PUBLISHED NOVEMBER 2011
by Mark Bide, Executive Director, EDItEUR —
[This is Part 1 in a 2 Part series. To read Part 2, click here.]
With varying degrees of success, publishers of all types, alongside the music and movie industries, TV, and games—all the different sectors of what are often called the “copyright industries”—are adjusting their business strategies in the light of the “switch to digital.” However, many continue to struggle with significant problems in implementing those strategies because of underlying shortcomings in their systems and processes.
Most are well aware of major industry standards and of the importance of related metadata [see the archived pieces on metadata and standards at ibpa-online.org, especially the “Desperately Seeking Good Metadata” series]. But publishers—along with others in the book business—are perhaps less aware of the vast international standards landscape and its innumerable intertwined parts.
Because that complex landscape affects every aspect of our e-commerce, familiarity with it is important. This series of articles examines it first by looking at the development and implementation of communication standards in support of e-commerce—essentially, identifiers and metadata—with emphasis on the publishing industry, and then by looking at the challenges that face us in managing for the near future.
In the Beginning
The well-known dictum “The nice thing about standards is that there are so many of them to choose from” could not justifiably have been applied to the standards that had been developed for the book and journal supply chains in the mid-1980s. In fact, specialized e-commerce standards were thin on the ground.
There were specialized EDI (electronic data interchange) messages in both Tradacoms and X12 formats (depending on the part of the world in which you operated), and these were joined (a little later) by EDIFACT messages to meet the same set of requirements. In the journals field, the ICEDIS committee (the International Committee for EDI in Serials) had a suite of fixed-format “tape” standards for the communication of renewals between subscription agents and publishers, which were very widely implemented around the world.
And book publishers, of course, had the ISBN, a standard that had its roots in the 1960s, officially standardized in 1971, and arguably the most successful product identifier ever devised. The ISSN for serials followed in 1975—and although strictly speaking not a standard for commerce, it has been widely used for that purpose ever since.
There were no commercial standards for the exchange of metadata (indeed, it is doubtful that anyone in the book or journal industries knew what metadata was). The information necessary for “books in print” publications was communicated on paper.
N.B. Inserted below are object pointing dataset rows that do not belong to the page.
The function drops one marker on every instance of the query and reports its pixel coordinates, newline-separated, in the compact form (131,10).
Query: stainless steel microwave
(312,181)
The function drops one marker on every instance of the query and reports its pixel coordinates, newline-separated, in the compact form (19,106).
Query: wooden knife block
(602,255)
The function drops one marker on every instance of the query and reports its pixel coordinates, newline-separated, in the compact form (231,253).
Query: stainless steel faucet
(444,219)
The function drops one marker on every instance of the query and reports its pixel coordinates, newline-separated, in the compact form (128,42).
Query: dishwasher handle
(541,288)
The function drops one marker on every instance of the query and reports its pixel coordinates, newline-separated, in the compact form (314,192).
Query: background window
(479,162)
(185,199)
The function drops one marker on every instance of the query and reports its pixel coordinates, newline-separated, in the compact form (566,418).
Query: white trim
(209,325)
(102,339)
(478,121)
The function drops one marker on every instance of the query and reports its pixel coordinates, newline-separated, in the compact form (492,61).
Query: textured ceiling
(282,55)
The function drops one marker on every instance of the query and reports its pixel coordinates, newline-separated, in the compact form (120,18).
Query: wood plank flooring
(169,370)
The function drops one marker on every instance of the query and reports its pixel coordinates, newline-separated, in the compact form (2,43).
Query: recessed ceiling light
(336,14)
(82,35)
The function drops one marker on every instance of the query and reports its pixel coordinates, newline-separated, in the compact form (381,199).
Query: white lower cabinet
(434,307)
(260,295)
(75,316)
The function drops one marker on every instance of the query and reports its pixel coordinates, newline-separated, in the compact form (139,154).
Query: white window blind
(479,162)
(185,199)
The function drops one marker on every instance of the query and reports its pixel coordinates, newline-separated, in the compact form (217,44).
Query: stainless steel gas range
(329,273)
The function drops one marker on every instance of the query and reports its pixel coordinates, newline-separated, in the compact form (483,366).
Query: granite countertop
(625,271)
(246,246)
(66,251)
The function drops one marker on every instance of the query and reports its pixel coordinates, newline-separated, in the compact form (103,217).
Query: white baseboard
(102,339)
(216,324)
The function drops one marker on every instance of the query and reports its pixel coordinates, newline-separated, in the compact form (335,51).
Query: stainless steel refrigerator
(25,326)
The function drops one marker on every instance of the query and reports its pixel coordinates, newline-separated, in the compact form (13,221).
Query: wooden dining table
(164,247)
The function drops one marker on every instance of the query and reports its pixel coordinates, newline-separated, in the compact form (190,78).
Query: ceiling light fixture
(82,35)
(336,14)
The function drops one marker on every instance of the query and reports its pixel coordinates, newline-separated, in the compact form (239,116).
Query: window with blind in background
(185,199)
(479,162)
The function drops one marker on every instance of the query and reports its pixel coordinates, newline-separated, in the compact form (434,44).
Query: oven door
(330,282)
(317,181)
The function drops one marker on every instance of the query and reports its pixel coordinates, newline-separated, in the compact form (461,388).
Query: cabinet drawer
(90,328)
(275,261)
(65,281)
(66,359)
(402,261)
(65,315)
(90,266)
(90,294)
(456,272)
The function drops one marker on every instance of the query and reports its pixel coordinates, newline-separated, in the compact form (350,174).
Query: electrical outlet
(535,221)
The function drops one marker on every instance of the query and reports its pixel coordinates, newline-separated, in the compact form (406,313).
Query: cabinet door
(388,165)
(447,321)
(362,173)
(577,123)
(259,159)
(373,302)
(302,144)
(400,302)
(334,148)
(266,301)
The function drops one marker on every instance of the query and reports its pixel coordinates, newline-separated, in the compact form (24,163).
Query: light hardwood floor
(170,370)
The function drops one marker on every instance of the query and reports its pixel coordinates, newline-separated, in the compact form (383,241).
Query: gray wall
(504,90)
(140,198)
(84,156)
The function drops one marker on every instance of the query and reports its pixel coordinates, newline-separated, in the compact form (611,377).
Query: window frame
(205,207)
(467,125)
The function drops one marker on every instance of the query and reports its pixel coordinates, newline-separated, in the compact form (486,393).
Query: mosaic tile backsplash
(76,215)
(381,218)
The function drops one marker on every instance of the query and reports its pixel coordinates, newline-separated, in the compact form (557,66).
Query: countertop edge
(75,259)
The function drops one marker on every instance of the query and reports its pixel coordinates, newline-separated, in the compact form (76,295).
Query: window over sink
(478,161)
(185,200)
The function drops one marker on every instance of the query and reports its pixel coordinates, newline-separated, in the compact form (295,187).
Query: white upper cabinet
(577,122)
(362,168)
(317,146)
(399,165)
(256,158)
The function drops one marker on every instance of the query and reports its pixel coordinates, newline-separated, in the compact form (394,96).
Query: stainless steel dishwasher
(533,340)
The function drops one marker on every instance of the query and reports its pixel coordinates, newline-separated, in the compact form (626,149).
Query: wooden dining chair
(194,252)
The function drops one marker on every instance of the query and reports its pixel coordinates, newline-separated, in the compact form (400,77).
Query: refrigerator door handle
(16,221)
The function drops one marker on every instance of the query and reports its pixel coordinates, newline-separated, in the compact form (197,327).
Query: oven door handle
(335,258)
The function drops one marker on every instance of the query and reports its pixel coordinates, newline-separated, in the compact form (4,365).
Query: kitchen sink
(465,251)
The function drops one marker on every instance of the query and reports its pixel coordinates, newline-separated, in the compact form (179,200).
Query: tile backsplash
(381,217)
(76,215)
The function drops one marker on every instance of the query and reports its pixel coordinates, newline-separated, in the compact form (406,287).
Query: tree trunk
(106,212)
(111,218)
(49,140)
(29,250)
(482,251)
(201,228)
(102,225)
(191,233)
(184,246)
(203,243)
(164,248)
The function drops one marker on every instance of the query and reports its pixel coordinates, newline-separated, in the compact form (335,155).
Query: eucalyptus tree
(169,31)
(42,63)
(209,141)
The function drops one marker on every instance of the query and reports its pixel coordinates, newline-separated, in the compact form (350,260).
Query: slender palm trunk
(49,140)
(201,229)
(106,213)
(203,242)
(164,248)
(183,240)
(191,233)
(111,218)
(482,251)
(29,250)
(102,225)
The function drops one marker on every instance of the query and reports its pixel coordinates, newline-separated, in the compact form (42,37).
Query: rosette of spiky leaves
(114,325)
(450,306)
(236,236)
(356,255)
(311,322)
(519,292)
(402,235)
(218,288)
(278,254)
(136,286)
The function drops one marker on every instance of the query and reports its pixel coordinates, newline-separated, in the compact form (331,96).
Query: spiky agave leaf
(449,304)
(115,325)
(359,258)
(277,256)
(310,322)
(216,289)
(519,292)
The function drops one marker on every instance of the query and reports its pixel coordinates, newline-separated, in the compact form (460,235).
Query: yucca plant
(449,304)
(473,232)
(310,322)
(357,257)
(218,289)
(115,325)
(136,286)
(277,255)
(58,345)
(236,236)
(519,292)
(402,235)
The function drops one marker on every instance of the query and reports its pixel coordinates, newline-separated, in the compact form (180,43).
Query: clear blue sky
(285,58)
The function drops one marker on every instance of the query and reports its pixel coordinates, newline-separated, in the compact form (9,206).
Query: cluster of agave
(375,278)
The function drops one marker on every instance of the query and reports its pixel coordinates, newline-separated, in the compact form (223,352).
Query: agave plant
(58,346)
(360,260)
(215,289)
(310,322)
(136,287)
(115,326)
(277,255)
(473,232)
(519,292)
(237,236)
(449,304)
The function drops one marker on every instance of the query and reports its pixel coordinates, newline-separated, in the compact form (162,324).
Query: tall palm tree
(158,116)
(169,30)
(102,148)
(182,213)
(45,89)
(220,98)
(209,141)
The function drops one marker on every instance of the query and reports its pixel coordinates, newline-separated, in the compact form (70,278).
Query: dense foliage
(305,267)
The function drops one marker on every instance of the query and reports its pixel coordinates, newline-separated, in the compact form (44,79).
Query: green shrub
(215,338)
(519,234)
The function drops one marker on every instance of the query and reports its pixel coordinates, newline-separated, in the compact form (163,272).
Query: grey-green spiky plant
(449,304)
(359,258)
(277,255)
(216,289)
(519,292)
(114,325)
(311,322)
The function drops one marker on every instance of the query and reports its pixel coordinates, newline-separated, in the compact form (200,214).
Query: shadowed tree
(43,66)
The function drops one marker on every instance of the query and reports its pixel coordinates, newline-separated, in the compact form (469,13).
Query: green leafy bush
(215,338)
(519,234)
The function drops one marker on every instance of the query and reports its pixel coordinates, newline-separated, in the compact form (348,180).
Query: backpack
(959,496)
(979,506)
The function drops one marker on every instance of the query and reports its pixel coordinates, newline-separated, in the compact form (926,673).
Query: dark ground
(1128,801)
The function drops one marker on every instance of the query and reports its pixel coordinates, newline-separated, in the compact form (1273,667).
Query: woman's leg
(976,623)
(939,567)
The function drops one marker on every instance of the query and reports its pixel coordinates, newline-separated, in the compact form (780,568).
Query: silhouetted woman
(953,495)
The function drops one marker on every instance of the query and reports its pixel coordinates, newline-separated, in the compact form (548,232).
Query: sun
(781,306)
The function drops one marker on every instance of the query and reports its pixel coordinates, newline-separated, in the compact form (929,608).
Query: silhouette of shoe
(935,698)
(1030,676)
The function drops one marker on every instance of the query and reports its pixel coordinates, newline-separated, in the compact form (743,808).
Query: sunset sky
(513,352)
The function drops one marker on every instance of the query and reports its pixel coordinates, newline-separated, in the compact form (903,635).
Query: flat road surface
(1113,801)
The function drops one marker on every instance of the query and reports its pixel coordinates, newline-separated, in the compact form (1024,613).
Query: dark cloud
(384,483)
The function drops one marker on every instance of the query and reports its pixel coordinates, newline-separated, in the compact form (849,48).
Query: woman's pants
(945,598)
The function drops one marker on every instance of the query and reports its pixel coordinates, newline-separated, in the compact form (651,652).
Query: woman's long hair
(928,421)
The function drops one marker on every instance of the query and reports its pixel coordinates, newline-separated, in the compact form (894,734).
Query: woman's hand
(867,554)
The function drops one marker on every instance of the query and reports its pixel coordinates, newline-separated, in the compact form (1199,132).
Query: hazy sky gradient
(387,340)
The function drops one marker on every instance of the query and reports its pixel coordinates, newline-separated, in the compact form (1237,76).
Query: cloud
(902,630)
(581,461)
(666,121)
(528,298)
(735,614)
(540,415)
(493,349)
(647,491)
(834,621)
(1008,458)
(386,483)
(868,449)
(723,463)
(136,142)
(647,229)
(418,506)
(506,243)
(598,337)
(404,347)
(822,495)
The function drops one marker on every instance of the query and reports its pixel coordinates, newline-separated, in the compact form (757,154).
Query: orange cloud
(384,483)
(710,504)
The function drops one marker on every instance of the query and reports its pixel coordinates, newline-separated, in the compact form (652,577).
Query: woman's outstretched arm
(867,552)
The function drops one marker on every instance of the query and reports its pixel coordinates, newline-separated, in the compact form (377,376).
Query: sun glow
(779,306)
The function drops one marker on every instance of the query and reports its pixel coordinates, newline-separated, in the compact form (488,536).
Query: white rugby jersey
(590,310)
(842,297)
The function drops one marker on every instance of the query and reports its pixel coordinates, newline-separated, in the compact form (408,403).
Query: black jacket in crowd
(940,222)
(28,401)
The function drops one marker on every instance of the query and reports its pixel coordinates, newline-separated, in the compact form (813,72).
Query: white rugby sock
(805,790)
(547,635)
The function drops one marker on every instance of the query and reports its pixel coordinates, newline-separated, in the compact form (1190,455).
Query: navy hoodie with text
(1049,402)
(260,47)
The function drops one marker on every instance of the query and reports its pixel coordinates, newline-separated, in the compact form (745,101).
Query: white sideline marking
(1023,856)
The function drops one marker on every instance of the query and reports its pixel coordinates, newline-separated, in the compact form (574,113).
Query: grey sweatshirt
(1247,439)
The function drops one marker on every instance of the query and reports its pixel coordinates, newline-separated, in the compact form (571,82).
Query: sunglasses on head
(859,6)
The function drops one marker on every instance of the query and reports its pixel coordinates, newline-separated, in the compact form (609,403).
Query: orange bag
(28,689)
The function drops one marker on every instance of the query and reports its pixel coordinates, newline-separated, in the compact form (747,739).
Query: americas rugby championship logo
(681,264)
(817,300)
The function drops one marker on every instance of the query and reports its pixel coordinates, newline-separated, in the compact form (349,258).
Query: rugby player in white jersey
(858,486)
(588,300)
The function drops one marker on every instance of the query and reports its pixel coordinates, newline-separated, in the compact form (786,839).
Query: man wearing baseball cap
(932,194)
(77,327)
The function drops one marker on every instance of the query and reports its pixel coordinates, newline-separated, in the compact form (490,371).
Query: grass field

Only in libraries was there any standard for the communication of descriptive information, and this was for a very different purpose—MARC had been devised in the 1960s for the electronic communication of library catalog cards.
All these standards are still in use in 2011. This may be a tribute to their robust construction but is also a reflection of a major challenge facing us today. These standards are still in use in a landscape that is profoundly different from the one in which they were devised.
The standards were devised at a time when computing power, storage, and communication were unimaginably more expensive than they are today. Data formats were developed for economy, with limited and fixed field sizes.
The Standards Explosion
Then, starting in the late 1980s, but really hitting in the 1990s, the number of standards in use began to multiply—as indeed did the number of standards organizations. Not only mega-organizations like W3C (the World Wide Web Consortium on whose standards we all depend) but many specialized organizations—including, in the international publishing space, the International DOI Foundation and particularly CrossRef (the DOI agency that dominates identification in the academic publishing sector), and EDItEUR. Also operating internationally but in territory far broader than the publishing space, there is the GS1 system of multisector standards. And there are a large number of national organizations, including (in the U.S.) NISO and BISG and (in the U.K.) BIC.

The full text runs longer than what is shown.